March 5, 2018 / 6:38 PM / a year ago

Sterling climbs on transition deal hopes

* Graphic: World FX rates in 2018

* Graphic: Trade-weighted sterling since Brexit vote

By Tommy Wilkes and Jemima Kelly

LONDON, March 5 (Reuters) - Sterling hit a five-day high against the dollar on Monday and also climbed against the euro, after Bloomberg reported that British Prime Minister Theresa May had said she was close to securing a transition deal with the European Union.

Sterling climbed to as high as $1.3877 after the report was published, its highest since Feb. 28 and up half a percent on the day.

Against the euro, the pound strengthened by a third of a percent to 88.85 pence.

“May saying she’s close to an agreement is good for sterling,” said Mizuho’s head of hedge fund currency sales, Neil Jones.

“The market ... had sensed in the last few weeks that things had got to quite a low ebb (in Brexit negotiations) and it looked to be a virtual lock-out.
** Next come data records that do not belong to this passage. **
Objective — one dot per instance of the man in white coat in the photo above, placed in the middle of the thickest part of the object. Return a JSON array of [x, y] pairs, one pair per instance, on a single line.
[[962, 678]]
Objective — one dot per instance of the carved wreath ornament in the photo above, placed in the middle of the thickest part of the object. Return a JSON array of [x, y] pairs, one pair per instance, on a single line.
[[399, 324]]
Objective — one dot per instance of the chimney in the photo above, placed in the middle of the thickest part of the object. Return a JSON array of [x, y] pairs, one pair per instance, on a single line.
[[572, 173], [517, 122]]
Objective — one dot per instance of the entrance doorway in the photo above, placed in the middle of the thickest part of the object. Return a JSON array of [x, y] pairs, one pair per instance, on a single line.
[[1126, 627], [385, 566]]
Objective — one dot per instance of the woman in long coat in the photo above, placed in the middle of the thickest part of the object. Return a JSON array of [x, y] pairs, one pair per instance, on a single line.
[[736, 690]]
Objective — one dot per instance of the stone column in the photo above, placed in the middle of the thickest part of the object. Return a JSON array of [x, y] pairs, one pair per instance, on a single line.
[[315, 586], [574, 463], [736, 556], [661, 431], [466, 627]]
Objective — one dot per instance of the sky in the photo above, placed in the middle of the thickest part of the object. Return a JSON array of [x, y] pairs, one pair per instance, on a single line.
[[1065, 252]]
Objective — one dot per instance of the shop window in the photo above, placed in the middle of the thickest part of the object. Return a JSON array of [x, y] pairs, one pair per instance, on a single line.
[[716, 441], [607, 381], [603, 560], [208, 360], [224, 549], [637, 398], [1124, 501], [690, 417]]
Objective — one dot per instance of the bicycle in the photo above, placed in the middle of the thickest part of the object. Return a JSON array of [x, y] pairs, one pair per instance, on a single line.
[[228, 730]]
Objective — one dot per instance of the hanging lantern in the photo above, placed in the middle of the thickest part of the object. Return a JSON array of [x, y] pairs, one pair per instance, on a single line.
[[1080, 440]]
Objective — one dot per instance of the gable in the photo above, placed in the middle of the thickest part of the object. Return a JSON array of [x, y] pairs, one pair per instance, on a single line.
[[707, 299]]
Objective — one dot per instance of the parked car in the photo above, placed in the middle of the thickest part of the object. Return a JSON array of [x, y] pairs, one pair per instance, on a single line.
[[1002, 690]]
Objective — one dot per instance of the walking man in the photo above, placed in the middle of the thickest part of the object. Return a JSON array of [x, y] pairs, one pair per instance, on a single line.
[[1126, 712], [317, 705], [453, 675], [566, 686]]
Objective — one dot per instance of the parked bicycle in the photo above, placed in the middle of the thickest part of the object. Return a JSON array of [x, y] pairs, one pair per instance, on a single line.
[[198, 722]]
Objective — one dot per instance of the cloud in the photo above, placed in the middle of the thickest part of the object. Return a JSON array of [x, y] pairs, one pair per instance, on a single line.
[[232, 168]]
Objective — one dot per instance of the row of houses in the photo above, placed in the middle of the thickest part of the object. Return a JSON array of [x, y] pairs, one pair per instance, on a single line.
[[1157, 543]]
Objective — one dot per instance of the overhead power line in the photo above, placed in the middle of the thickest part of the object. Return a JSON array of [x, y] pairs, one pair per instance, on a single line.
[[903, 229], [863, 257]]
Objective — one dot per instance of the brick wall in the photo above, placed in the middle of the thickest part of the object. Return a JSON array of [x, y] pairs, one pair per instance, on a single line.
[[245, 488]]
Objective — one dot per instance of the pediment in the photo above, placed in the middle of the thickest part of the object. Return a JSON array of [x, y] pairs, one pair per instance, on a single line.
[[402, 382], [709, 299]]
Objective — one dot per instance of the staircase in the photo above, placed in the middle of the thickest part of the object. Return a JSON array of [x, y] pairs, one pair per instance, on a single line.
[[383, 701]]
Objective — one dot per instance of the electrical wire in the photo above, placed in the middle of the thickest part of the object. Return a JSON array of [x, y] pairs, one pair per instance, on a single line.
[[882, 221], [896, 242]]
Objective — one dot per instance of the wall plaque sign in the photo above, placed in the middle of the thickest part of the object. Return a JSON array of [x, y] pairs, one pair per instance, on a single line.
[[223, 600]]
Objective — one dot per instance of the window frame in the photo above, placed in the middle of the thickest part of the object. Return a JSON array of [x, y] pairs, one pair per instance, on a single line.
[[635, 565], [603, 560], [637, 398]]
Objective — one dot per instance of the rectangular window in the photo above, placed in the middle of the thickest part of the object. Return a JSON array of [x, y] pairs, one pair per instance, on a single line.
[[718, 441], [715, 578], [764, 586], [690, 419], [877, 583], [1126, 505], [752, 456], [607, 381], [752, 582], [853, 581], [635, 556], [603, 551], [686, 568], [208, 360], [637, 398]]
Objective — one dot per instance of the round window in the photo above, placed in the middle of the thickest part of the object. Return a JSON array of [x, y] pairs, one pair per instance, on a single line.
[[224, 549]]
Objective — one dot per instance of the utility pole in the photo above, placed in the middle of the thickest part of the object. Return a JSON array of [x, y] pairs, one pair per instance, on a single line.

So the fact that we’ve got anything at all, which does swing the pendulum back to softer Brexit, is good for sterling.”

The European Union is due to publish guidelines this week, following on from a speech on Friday in which May urged the bloc to be flexible in negotiating their future relationship.
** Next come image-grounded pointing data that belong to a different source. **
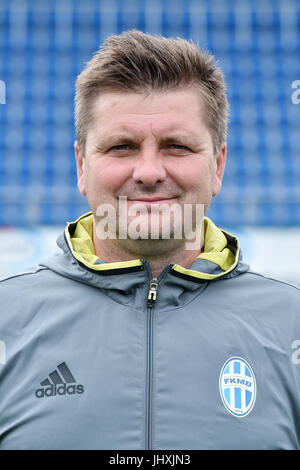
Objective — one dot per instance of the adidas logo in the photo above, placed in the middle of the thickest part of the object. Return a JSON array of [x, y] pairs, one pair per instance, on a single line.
[[60, 382]]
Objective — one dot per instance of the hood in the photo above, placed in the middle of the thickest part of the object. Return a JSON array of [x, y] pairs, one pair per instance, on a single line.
[[221, 256]]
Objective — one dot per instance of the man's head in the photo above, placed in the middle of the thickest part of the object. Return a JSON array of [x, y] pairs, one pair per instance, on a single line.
[[151, 126], [141, 63]]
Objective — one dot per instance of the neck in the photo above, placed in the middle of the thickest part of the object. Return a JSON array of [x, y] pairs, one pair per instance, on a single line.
[[159, 253]]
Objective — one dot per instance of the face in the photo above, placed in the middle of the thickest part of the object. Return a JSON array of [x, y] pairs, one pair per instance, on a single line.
[[154, 149]]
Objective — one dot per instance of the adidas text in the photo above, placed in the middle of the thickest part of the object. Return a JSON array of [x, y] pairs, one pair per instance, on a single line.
[[54, 390]]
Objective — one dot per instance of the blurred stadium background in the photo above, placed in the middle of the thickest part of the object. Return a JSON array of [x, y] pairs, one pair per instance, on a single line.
[[45, 44]]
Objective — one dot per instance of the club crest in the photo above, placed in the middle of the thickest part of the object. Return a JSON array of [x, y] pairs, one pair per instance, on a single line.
[[237, 386]]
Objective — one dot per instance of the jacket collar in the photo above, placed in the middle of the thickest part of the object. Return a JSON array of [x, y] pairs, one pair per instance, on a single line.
[[219, 258]]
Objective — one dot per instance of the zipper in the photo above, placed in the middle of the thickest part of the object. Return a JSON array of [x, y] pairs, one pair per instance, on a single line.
[[152, 294]]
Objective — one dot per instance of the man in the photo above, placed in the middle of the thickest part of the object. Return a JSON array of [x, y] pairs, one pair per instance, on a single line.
[[131, 339]]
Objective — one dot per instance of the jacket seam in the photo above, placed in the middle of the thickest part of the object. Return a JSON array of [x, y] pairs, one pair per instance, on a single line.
[[13, 276], [272, 279]]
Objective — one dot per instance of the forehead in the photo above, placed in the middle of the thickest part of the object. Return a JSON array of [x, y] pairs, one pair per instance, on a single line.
[[179, 110]]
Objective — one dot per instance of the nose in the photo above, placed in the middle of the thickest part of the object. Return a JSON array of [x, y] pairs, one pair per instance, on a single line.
[[150, 168]]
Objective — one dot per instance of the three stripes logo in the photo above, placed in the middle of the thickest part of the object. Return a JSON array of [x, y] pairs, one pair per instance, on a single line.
[[60, 382]]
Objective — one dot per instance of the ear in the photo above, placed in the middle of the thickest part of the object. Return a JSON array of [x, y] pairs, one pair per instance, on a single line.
[[220, 167], [80, 164]]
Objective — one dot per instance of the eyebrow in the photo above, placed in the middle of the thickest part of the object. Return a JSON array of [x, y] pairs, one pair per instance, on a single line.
[[113, 140]]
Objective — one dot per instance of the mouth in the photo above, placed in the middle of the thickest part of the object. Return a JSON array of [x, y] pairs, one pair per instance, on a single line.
[[153, 200]]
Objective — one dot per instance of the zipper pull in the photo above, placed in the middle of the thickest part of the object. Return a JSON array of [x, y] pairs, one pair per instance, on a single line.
[[152, 292]]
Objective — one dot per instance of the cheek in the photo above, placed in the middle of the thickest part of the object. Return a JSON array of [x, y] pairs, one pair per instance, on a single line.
[[106, 177]]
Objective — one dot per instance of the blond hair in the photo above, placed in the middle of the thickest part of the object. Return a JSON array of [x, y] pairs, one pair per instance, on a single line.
[[142, 63]]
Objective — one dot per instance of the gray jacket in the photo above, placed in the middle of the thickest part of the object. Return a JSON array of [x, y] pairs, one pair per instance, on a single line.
[[106, 357]]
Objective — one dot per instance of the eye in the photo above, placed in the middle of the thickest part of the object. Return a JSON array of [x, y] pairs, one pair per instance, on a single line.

Her comments had disappointed markets hoping for a sign that a transition deal would be clinched in the coming weeks.

Analysts say Brexit risk remains the dominant factor for the currency. That drove it to its weakest level against the euro since November on Friday.

Still, speculators added to their net long positions on the pound last week, data showed on Friday, signalling they are still betting it will rise.

The Bank of England has signalled that it could soon start raising interest rates because of relatively strong economic performance — to which a survey covering Britain’s dominant services sector will give more clues — and inflationary pressures.

But it has made it clear that rate hikes are dependent on progress in Brexit talks.

“We (have) turned neutral on sterling in the short term due to renewed political pressure on Theresa May, a rates market that was near fully agreed with our Bank of England view and an FX market that was considerably long sterling,” wrote Nomura currency strategist Jordan Rochester in a note to clients.